Understanding Data-Auto-Profiler's Core Features

Data-Auto-Profiler excels at four key areas of data analysis:

Data Quality Assessment

At its heart, Data-Auto-Profiler helps you understand the reliability and completeness of your data. The package automatically evaluates your dataset for common quality issues by:

  • Calculating an overall completeness score that tells you at a glance how much of your data is actually usable
  • Identifying missing values and their patterns across different features
  • Detecting numerical outliers that might skew your analysis
  • Finding duplicate records that could affect your model's performance
  • Determining the most appropriate data type for each column

Statistical Analysis

Data-Auto-Profiler performs a thorough statistical examination of your data, helping you understand the underlying distributions and characteristics of each feature.
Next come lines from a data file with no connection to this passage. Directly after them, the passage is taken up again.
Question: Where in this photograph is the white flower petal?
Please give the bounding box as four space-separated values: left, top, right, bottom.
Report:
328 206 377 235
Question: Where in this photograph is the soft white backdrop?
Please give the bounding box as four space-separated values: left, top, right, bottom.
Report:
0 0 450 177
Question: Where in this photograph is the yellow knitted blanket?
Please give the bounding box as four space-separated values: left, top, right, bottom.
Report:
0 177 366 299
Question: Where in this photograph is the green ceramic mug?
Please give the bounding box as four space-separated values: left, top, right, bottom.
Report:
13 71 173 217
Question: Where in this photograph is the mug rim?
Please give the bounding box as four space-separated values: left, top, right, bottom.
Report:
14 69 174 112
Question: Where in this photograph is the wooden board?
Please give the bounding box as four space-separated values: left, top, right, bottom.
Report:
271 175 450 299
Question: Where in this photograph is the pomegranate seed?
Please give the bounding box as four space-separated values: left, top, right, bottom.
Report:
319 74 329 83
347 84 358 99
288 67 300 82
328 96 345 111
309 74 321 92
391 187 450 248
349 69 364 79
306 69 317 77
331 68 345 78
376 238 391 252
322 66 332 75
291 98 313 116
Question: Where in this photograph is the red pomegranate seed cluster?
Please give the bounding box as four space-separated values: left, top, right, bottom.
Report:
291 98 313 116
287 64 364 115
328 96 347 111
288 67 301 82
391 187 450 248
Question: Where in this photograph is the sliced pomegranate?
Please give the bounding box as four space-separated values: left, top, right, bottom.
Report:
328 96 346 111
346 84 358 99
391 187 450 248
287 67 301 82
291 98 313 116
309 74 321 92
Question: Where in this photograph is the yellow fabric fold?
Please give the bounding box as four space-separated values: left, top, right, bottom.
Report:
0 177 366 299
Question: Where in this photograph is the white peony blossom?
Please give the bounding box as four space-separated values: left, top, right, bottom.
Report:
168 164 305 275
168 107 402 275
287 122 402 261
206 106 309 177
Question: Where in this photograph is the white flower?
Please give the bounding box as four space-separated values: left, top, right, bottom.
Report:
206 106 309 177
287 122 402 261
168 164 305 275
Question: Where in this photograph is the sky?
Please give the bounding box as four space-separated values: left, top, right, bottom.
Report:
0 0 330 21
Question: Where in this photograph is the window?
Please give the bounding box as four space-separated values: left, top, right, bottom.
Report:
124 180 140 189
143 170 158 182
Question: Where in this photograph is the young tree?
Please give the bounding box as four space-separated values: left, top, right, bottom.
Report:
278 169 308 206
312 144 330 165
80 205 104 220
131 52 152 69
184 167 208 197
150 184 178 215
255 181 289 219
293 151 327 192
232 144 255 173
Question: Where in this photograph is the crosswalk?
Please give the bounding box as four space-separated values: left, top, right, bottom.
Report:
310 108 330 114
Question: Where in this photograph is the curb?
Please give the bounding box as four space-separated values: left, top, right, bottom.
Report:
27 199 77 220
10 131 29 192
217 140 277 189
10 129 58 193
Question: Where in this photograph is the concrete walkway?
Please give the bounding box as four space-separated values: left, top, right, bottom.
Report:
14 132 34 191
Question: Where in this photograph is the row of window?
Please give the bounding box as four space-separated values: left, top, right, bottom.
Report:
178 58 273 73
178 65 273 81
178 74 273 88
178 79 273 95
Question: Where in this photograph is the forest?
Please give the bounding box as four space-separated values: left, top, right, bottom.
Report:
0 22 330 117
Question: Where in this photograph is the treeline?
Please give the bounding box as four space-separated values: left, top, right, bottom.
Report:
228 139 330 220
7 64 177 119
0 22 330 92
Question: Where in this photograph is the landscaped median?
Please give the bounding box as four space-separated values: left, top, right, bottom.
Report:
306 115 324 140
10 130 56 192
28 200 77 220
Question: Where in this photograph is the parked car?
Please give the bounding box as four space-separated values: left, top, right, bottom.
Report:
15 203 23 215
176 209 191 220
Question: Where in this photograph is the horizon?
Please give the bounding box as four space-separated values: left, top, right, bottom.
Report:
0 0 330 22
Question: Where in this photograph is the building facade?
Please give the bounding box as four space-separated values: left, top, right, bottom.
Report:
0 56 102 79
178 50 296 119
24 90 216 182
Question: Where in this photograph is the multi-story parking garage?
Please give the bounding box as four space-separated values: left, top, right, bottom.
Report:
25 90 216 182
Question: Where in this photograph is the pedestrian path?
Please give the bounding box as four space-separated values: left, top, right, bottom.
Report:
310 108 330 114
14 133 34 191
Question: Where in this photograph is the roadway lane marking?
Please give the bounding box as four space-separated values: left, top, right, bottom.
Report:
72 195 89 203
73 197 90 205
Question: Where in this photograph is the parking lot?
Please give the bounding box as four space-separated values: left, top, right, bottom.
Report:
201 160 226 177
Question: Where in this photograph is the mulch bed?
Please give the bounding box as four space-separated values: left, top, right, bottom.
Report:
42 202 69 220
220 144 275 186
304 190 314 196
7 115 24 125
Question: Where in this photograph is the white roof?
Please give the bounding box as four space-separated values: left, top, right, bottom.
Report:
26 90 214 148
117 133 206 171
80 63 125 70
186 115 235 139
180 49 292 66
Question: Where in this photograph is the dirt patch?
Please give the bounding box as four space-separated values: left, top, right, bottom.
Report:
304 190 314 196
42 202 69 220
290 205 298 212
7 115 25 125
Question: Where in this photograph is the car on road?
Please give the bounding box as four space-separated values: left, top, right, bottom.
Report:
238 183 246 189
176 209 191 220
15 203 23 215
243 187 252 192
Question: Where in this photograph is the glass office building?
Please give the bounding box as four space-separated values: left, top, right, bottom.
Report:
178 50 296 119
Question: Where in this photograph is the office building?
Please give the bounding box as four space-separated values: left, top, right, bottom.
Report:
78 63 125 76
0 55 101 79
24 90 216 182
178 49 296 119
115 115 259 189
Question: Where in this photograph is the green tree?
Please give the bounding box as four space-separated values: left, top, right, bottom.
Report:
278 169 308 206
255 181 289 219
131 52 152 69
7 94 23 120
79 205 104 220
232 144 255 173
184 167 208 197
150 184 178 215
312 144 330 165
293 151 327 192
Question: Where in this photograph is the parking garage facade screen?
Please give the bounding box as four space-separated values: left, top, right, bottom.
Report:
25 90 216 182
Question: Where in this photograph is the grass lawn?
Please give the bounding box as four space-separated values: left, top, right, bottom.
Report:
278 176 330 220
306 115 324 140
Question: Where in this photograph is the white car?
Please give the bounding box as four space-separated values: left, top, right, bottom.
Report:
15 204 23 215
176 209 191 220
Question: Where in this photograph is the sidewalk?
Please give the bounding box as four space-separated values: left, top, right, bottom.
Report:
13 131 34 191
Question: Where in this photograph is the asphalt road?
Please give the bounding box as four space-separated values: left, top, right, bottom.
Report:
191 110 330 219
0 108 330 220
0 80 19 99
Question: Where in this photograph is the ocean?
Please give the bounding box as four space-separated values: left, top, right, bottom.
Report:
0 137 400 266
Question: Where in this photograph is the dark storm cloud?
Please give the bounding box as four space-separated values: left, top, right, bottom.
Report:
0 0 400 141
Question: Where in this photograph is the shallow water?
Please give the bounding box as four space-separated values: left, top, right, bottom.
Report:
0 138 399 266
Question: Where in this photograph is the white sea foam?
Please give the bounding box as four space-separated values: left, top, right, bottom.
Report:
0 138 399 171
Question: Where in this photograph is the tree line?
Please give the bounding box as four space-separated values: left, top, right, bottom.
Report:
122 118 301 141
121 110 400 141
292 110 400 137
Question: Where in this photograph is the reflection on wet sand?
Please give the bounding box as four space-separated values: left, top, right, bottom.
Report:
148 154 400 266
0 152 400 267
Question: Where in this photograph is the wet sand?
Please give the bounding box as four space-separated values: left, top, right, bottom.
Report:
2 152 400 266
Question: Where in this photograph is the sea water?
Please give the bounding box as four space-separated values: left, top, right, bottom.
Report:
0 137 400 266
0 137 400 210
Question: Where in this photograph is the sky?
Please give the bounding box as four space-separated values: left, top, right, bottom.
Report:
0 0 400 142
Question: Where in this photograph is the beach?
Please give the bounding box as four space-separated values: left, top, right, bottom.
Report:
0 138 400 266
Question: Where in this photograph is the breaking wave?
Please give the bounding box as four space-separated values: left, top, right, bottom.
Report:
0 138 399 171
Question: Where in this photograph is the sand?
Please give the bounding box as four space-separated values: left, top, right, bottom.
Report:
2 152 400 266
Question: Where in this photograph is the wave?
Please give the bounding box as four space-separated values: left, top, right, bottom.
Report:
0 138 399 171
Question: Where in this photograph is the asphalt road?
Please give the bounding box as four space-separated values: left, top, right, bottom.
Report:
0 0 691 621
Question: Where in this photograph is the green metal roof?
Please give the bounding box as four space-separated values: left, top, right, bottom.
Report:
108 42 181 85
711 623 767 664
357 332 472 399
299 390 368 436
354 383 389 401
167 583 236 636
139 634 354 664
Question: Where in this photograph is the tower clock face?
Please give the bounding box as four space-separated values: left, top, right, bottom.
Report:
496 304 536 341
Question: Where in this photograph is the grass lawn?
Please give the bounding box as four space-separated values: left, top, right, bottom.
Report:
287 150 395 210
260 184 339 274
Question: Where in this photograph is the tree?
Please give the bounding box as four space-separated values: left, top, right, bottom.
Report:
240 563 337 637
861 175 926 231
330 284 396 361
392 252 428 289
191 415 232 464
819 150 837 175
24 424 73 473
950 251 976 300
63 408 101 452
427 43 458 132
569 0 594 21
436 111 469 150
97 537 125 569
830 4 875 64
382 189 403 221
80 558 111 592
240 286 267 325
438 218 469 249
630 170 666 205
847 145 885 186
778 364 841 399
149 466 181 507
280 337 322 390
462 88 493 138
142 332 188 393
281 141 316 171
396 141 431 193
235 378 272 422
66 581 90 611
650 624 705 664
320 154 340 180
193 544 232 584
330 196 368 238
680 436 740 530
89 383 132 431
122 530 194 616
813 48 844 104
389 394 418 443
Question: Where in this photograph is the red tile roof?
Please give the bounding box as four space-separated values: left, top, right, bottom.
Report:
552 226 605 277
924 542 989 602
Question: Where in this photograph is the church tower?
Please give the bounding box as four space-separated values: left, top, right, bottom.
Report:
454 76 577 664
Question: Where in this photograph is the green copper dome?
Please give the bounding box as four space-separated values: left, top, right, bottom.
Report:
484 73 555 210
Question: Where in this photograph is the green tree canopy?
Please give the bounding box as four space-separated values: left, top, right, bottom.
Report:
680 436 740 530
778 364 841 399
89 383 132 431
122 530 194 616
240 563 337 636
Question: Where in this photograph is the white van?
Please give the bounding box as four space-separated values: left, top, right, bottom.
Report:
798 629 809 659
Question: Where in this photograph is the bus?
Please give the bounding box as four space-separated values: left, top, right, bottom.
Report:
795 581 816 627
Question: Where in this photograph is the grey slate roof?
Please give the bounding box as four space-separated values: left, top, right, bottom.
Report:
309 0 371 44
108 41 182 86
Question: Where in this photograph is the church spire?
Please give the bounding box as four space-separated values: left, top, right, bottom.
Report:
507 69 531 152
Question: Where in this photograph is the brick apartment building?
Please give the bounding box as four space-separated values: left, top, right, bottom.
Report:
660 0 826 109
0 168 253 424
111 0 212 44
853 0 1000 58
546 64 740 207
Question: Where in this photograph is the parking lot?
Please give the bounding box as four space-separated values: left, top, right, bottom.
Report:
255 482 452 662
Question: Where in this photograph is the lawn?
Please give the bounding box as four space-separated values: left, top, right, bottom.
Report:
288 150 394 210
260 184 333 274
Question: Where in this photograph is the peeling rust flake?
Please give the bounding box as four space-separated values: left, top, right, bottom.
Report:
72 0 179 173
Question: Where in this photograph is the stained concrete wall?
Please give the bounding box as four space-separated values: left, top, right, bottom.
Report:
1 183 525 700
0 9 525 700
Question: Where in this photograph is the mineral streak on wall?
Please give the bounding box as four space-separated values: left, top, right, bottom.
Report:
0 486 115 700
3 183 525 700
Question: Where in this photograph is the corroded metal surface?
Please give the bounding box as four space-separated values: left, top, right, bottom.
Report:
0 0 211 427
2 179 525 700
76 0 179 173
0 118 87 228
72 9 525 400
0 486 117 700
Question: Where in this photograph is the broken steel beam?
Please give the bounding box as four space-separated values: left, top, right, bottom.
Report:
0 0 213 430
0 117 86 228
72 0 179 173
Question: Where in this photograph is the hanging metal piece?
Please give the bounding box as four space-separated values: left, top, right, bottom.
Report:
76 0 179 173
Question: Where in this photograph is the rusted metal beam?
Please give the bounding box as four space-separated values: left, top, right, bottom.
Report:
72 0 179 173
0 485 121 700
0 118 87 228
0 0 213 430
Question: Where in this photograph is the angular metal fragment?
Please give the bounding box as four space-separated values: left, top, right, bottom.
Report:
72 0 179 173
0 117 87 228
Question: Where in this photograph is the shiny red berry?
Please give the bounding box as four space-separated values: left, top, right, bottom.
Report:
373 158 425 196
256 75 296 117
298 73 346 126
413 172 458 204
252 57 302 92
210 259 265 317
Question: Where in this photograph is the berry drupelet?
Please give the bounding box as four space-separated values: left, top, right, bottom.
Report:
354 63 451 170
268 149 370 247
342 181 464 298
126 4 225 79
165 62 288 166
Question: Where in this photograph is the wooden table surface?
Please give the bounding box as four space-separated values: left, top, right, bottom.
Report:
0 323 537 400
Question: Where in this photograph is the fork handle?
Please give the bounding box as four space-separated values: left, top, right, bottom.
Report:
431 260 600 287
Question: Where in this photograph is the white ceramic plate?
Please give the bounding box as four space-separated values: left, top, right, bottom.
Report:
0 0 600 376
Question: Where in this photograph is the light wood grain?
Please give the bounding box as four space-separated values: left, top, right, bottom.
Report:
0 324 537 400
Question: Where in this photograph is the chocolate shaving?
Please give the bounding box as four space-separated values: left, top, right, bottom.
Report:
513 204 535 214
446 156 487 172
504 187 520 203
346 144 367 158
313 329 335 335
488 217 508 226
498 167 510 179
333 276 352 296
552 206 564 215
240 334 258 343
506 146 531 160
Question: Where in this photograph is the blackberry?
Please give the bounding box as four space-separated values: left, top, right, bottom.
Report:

This includes:

  • Computing essential descriptive statistics like mean, median, and standard deviation
  • Analyzing the shape of your data distributions through skewness and kurtosis measurements
  • Calculating variance to understand the spread of your numerical features
  • Generating visualizations that make these statistics intuitive and actionable

Feature Relationships

Understanding how different features relate to each other is crucial for any data analysis project. Data-Auto-Profiler provides several methods to explore these relationships:

  • Calculating Pearson correlations between numerical features to identify linear relationships
  • Using Cramér's V analysis to understand associations between categorical variables
  • Creating interactive pairplot visualizations that let you explore relationships visually
  • Analyzing how each feature relates to your target variable

Predictive Power Assessment

For machine learning projects, Data-Auto-Profiler helps you understand which features might be most useful through:

  • Information Value (IV) calculations that measure each feature's predictive strength
  • Feature importance rankings that help you prioritize which variables to focus on
  • Detailed analysis of how each feature relates to your target variable

Getting Started with Data-Auto-Profiler

Installation

First, install Data-Auto-Profiler using pip:

pip install data-auto-profiler

The package requires several common data science libraries:

pip install pandas numpy plotly scipy

Basic Usage

Here's a simple example to get you started:

import pandas as pd
from data_auto_profiler import AutoProfile

# Load your dataset
data = pd.read_csv('your_dataset.csv')

# Create an Data-Auto-Profiler instance
# The target_column parameter tells Data-Auto-Profiler which variable you're trying to predict
profiler = AutoProfile(data=data, target_column='target')

Detailed Analysis Methods

Let's explore each analysis method in detail:

Completeness Analysis

profiler.summary(completeness=True)

This generates an intuitive gauge chart showing your dataset's overall completeness on a 0-100% scale. The visualization uses color coding to quickly communicate data quality:

  • Green (≥80%): Excellent completeness
  • Orange (50-80%): Moderate completeness
  • Red (≤50%): Poor completeness

Missing Value Analysis

profiler.summary(missing=True)

This creates a detailed bar chart showing the percentage of missing values in each column. This visualization helps you:

  • Identify which features have the most missing data
  • Understand patterns in data collection issues
  • Make informed decisions about imputation strategies

Outlier Detection

profiler.summary(outliers=True)

Using the Interquartile Range (IQR) method, this analysis identifies statistical outliers in your numerical features. The resulting visualization shows:

  • The number of outliers per feature
  • Their distribution within the data
  • Potential data quality issues that need investigation

Feature Importance Analysis with Information Value/gain

profiler.summary(iv_analysis=True)

This analysis calculates the Information Value (IV) for each feature, helping you understand their predictive power:

  • Very strong predictors (IV > 0.3)
  • Strong predictors (0.1 ≤ IV < 0.3)
  • Medium predictors (0.02 ≤ IV < 0.1)
  • Weak predictors (IV < 0.02)

Cramér's V Association Analysis

profiler.summary(cramers_v_analysis=True)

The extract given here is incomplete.